The real main point is: how much control users of commercial routers could have with a reasonable effort (I mean, I know most are GNU/Linux machines, where the OEM sometimes respect the GPL providing the sources but there is no easy custom build and rom flash with very few exception like the little GL.iNet devices).
If the router is just a person mini-computer with some *nix OS and it's config, directly tied to a media converter from the ISP it's a thing, otherwise it's essentially next to impossible doing most of reasonable actions including properly probing the internet-side for a small potatoes audit.
Some countries have mandatory free router choice, like Italy (curiously), where at least the user is allowed by law to run it's own router so ISPs are obliged to give all settings, VoIP included, without making like of their customers needlessly harder, but that's not true in most countries. Some ISPs (i.e. Orange France) run arbitrary custom solution to makes people life harder if their put another router behind the ISP provided one. People choice is very limited even for those who would know and want to run their own home/SOHO LAN.
I’m much more comfortable use something like opnsense. Router manufacturers seem to just yolo it judging by backdoors etc found frequently
> At some point you will go a year or two, or more, without any updates. That's when it is time for a new router.
Is that good advice? Swapping a mature and patched platform for whatever device with new A.I. enabled half test beta firmware that just got rushed to market?
Yes. If the thing sitting on the external side of your network, exposed to the open internet, isn't getting security patches, then it's time to replace it with something that is.
If you've port scanned your public IP(s) and there are zero open ports, then you only have to worry about bugs in the TCP/IP stack, services listening on UDP, and intentional backdoors (which shouldn't happen but keep popping up). If there are exposed ports, then there's even more attack surface.
Edit: actually I forgot the like of UPnP so that's not exhaustive.
Directly no not to my knowledge. Seems like a bit of an esoteric layout to be honest.

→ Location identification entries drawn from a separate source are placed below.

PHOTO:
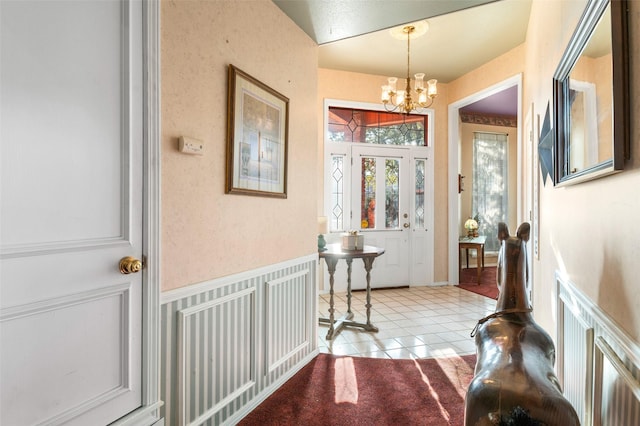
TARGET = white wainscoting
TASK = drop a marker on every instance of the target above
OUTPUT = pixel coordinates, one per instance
(598, 363)
(227, 344)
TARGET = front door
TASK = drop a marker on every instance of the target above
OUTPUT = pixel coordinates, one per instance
(391, 206)
(71, 209)
(380, 208)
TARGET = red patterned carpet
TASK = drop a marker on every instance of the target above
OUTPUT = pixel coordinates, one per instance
(342, 390)
(488, 287)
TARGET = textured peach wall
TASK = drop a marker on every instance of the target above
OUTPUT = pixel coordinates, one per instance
(587, 231)
(207, 234)
(356, 87)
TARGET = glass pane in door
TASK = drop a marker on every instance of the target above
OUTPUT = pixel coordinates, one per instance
(419, 194)
(392, 193)
(368, 193)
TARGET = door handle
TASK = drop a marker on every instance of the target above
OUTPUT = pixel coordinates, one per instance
(130, 265)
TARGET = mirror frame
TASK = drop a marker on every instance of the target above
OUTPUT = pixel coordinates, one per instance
(620, 84)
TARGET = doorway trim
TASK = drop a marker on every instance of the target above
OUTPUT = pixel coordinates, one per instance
(149, 411)
(454, 163)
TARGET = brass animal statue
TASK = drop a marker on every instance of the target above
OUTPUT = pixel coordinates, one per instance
(514, 381)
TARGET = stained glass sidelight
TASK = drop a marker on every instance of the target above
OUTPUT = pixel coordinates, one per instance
(337, 193)
(419, 194)
(377, 127)
(392, 194)
(368, 194)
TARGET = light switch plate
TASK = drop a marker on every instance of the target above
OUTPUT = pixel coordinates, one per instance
(190, 145)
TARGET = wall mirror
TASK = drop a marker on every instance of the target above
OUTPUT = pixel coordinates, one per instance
(591, 98)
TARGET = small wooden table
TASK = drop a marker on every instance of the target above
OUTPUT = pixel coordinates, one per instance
(332, 255)
(474, 243)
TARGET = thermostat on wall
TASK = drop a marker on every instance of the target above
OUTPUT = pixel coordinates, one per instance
(190, 145)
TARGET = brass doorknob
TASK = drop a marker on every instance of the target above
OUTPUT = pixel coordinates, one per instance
(130, 265)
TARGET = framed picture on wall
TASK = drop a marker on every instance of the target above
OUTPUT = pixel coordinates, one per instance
(257, 137)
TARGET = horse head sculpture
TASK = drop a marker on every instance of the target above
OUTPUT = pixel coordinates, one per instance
(514, 381)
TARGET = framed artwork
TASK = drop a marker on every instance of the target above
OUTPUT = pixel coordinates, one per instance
(257, 137)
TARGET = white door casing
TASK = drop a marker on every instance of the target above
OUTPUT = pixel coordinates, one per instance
(415, 249)
(73, 130)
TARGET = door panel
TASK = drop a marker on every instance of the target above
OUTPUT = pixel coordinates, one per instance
(71, 208)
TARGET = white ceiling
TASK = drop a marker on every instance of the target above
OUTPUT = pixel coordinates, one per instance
(353, 35)
(455, 43)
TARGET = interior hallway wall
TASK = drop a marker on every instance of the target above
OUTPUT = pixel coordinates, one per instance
(206, 233)
(587, 231)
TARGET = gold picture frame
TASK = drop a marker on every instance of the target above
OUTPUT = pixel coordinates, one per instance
(257, 137)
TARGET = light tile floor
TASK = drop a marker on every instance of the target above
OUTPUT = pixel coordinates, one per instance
(418, 322)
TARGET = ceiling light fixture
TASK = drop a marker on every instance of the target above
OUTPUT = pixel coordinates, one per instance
(402, 99)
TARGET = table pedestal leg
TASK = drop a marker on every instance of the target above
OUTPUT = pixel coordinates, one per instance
(349, 313)
(368, 264)
(331, 267)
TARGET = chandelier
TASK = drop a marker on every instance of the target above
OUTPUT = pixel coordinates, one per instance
(403, 100)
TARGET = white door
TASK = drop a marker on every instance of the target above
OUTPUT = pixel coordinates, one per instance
(380, 209)
(391, 205)
(71, 208)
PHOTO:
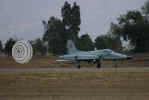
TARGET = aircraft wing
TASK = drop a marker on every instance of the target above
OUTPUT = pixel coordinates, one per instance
(75, 57)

If you really want you could probably do it with two sets of interfaces but you'd still need an external device for wireguard. So same opnsense instance takes lan traffic and sends it to WG device, WG device sends it back to opnsense on a second set of interfaces and that goes out like a normal FW setup.
That way have opnsense both as perimeter device, and also benefitting from it as a LAN mgmt (DHCP etc).
To stick it all on one device you'd need virtualization I suspect. Can be done but wouldn't recommend.
I get reducing your attack surface, but to what extent do modern devices still trust the network by default? Laptops and phones have to assume that the WiFi network is not under the control of the user. I guess printers etc assume they are in a trusted network?
It really is difficult to take this seriously when they suggest disabling IPv6. There are already quite a good number of ISPs that use CGNAT for IPv4, which often means that connections die or are intentionally killed in short amounts of time, which can be a huge PITA for certain uses (interactive shells, large downloads, et cetera).
Take Starlink for instance. When on IPv4, you really feel like you're on a janky network that's being rebooted every hour or two. After Starlink enabled IPv6, all sorts of things no longer required babysitting and restarting. The quality difference between IPv4 via CGNAT and native IPv6 is huge and noticeable, even for people who have no idea what's going on behind the scenes.
Perhaps regular people can naively suggest turning off IPv6 because they don't know any better and they believe the FUD they've heard and read about, but if you're putting up a web site claiming to have good advice and you put more weight on FUD over real world experience and solid reasoning, then I'd be suspicious about everything they've written.
People incl home users have a lot of uses for e2e connectivity. But it's of course a self-fulfilling prophecy, when we make the internet more like TV ("receive only") the network effects curve down and people use less of it.